See you in Round 2, and best of luck! - The Code Jam Team"
I hope that this means that they can consider slightly increasing the number of finalists, to maybe say 50 like before!
"I hope that this means that they can consider slightly increasing the number of finalists, to maybe say 50 like before!" — that would certainly be an interesting idea
Or let's go back to 2008, where 100 finalists took part in the onsite contest!
So that now I will be outside top-50 instead of top-25? No thanks, being outside top-25 is embarassing enough.
There's also a possibility to invite top (x-1), where x will be your position in round 3.
Judging by current CF ratings. E(X)=2.
But to be honest, I believe that the number of finalists won't be changed, because the rules for this year were already established.
If you try real hard, I believe that you can think of another established rule of the competition that was broken because of covid-19.
True, but there is a difference in changing the rules that in current circumstances are impossible to hold.

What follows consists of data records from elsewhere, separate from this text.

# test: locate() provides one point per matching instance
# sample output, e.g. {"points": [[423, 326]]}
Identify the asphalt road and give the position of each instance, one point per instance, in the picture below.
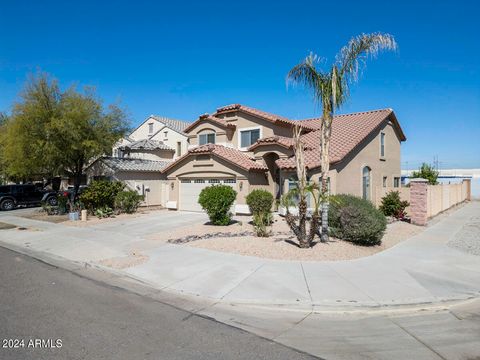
{"points": [[96, 321]]}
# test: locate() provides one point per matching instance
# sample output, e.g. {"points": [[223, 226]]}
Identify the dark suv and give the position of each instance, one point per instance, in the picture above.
{"points": [[13, 195]]}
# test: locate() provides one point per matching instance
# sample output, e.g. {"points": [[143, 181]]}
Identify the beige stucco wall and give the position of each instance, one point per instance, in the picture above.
{"points": [[242, 121], [349, 171], [214, 167]]}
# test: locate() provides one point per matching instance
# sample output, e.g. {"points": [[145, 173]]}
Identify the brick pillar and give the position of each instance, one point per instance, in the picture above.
{"points": [[469, 189], [418, 201]]}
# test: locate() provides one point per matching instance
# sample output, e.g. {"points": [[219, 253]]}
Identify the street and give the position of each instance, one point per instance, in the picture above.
{"points": [[97, 321]]}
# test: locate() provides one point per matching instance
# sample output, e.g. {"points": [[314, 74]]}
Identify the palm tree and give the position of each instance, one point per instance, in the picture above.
{"points": [[331, 90]]}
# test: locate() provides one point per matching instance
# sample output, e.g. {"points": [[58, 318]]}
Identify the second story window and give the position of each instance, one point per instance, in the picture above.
{"points": [[382, 145], [249, 137], [206, 139]]}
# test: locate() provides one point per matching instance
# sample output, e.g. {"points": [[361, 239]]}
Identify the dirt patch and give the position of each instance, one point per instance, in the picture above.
{"points": [[282, 244], [5, 226], [41, 215], [123, 262]]}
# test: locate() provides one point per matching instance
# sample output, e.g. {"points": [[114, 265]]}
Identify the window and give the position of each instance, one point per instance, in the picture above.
{"points": [[249, 137], [382, 144], [396, 182], [206, 139], [366, 183]]}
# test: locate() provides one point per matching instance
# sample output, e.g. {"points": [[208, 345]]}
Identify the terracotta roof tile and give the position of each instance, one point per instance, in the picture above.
{"points": [[236, 157], [348, 131], [207, 117]]}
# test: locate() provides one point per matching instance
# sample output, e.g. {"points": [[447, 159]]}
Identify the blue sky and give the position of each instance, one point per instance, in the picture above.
{"points": [[181, 59]]}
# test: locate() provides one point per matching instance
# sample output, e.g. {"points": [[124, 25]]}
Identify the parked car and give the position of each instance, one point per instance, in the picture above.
{"points": [[12, 196]]}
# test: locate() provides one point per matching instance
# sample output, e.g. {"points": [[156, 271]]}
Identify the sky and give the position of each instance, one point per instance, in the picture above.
{"points": [[181, 59]]}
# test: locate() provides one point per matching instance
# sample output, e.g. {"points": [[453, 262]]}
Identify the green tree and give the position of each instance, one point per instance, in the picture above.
{"points": [[58, 133], [426, 172], [331, 90]]}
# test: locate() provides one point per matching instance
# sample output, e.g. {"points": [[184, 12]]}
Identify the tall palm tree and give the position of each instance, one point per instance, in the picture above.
{"points": [[331, 90]]}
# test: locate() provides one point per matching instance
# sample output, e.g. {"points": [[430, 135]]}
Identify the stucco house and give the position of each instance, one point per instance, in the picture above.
{"points": [[139, 158], [248, 148]]}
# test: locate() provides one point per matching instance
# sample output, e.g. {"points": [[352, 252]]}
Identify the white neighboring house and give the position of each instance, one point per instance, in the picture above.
{"points": [[138, 159]]}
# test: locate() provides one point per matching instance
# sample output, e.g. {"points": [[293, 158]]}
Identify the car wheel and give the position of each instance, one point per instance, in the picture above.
{"points": [[7, 205], [52, 201]]}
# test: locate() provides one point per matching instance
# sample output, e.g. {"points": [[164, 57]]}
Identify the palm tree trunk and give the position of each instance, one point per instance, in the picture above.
{"points": [[325, 168]]}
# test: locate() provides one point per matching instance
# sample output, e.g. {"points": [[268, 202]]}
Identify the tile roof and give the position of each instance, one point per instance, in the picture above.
{"points": [[129, 164], [147, 144], [233, 156], [348, 131], [177, 125], [262, 114], [207, 117]]}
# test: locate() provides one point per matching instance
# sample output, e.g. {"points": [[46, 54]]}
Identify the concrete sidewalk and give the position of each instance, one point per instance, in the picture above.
{"points": [[420, 270]]}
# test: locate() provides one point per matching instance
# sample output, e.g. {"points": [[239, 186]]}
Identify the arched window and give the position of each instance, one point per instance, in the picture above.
{"points": [[366, 183]]}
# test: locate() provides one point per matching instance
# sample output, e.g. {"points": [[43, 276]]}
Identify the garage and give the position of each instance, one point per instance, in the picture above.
{"points": [[190, 190]]}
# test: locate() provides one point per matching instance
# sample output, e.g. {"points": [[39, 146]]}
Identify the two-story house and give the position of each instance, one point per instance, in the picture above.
{"points": [[139, 158], [247, 149]]}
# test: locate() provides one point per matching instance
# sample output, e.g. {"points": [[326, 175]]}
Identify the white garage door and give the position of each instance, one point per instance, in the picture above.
{"points": [[190, 190]]}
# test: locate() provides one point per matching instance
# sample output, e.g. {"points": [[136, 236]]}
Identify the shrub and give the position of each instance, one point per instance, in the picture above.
{"points": [[357, 220], [260, 223], [103, 212], [100, 194], [259, 201], [427, 172], [217, 200], [128, 201], [392, 205]]}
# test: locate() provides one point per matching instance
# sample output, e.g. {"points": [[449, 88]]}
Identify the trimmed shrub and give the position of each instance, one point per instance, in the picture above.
{"points": [[101, 194], [392, 205], [217, 200], [259, 201], [128, 201], [357, 220]]}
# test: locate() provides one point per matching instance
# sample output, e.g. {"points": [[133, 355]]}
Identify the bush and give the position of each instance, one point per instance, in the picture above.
{"points": [[103, 212], [128, 201], [259, 201], [392, 205], [217, 200], [357, 220], [100, 194]]}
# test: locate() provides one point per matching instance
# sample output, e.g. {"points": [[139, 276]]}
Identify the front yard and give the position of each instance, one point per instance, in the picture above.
{"points": [[239, 238]]}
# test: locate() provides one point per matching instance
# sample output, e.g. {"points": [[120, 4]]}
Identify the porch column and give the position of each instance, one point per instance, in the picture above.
{"points": [[418, 201]]}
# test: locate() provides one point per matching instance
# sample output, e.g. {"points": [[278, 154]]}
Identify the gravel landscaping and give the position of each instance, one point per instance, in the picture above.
{"points": [[238, 238], [468, 238]]}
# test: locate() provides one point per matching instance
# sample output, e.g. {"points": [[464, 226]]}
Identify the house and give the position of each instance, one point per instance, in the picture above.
{"points": [[247, 149], [139, 158]]}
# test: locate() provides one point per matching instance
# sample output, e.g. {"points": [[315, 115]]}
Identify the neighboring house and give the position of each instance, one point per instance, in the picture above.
{"points": [[248, 149], [139, 157]]}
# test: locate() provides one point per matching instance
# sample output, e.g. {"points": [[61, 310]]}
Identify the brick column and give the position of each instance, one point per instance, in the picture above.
{"points": [[418, 201], [469, 189]]}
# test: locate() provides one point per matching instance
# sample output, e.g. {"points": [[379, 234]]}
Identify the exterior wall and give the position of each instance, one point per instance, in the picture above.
{"points": [[154, 155], [152, 185], [349, 179], [242, 121], [222, 136], [172, 139], [212, 168]]}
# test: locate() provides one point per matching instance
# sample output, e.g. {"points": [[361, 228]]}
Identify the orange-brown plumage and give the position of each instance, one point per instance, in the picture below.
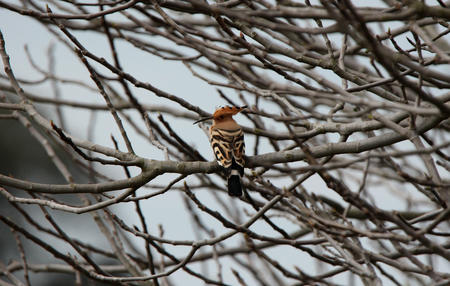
{"points": [[227, 142]]}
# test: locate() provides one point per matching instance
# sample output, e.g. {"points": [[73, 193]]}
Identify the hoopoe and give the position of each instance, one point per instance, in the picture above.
{"points": [[227, 142]]}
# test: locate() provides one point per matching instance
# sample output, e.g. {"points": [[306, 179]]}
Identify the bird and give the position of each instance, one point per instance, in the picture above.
{"points": [[227, 142]]}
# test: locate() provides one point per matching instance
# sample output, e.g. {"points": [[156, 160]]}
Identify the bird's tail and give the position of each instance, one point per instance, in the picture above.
{"points": [[234, 184]]}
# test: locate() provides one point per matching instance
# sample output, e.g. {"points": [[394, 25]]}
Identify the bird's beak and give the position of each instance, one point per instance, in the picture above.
{"points": [[202, 119]]}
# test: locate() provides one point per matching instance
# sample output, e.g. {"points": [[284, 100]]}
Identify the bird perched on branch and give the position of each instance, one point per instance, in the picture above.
{"points": [[227, 142]]}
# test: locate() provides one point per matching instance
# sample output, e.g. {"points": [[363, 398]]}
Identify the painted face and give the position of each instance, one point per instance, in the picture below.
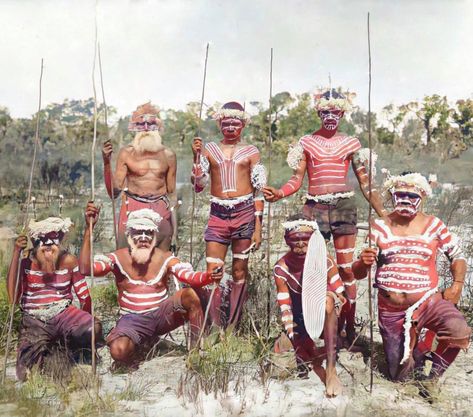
{"points": [[141, 244], [406, 203], [46, 250], [231, 127], [298, 241], [330, 118]]}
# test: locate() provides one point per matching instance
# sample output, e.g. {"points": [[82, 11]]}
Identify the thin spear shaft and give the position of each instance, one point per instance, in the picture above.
{"points": [[92, 197], [25, 221], [268, 221], [370, 301], [197, 159], [114, 214]]}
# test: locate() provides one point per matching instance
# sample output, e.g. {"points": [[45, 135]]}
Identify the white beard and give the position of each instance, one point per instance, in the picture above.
{"points": [[149, 141], [141, 256]]}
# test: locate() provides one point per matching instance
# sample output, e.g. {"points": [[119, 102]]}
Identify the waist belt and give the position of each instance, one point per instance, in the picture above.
{"points": [[148, 198]]}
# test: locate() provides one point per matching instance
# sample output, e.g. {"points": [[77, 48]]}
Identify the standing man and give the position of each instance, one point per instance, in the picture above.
{"points": [[292, 275], [146, 173], [141, 274], [405, 245], [47, 276], [236, 176], [326, 157]]}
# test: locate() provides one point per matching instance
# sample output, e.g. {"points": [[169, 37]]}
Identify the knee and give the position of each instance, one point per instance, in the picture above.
{"points": [[239, 274], [345, 271], [329, 305], [121, 349], [98, 330], [189, 299]]}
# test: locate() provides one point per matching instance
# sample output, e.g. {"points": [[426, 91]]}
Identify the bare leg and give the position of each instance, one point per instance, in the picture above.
{"points": [[216, 312], [344, 247], [333, 385], [238, 291], [191, 303], [123, 350]]}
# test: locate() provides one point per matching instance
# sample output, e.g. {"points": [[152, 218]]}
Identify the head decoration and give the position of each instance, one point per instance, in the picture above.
{"points": [[232, 109], [332, 99], [145, 118], [293, 224], [51, 224], [413, 181], [144, 219]]}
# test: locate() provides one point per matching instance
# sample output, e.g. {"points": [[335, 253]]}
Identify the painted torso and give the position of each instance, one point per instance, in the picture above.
{"points": [[41, 290], [328, 161], [407, 264], [139, 294], [230, 174], [146, 173]]}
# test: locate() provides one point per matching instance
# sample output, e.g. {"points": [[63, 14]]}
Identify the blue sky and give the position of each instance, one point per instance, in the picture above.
{"points": [[154, 50]]}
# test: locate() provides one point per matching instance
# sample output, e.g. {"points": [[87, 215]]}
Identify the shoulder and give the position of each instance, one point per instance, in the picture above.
{"points": [[169, 153], [68, 261]]}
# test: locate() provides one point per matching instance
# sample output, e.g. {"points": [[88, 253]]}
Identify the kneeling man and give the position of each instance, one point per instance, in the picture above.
{"points": [[310, 298], [405, 245], [141, 274], [46, 279]]}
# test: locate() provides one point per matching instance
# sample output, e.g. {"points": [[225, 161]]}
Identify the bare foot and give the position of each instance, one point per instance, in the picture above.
{"points": [[333, 385], [319, 371]]}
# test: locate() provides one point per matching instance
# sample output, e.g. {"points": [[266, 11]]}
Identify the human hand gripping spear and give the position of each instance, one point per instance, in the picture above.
{"points": [[197, 162], [29, 200], [268, 222], [92, 198], [370, 302], [107, 139]]}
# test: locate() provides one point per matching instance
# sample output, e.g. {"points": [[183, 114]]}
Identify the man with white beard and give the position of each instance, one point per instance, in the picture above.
{"points": [[141, 274], [47, 276], [146, 173]]}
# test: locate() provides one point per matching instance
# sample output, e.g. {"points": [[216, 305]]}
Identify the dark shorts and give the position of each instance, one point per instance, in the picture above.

Maybe that is true. But I see value in changing the number of finalists, considering that Google invites top 100 contestants to onsite even for Codejam to I/O for women, and that field is definitely weaker than the open Codejam. Now they don't even have cost constraints, which should make it much easier for them to have more people participate. (If there are issues with cheating, rules such as in the Magnus Carlsen Invitational in chess can be established — webcam all around the coding arena keeping everything clearly visible, etc)
I think it will also make for a much more interesting Round 3 — last year, I see that 500 people had non-zero scores, with only 598 people participating out of 1000. That means that many people like me probably scheduled something else on their weekend which was more worthwhile than a long shot at top 25.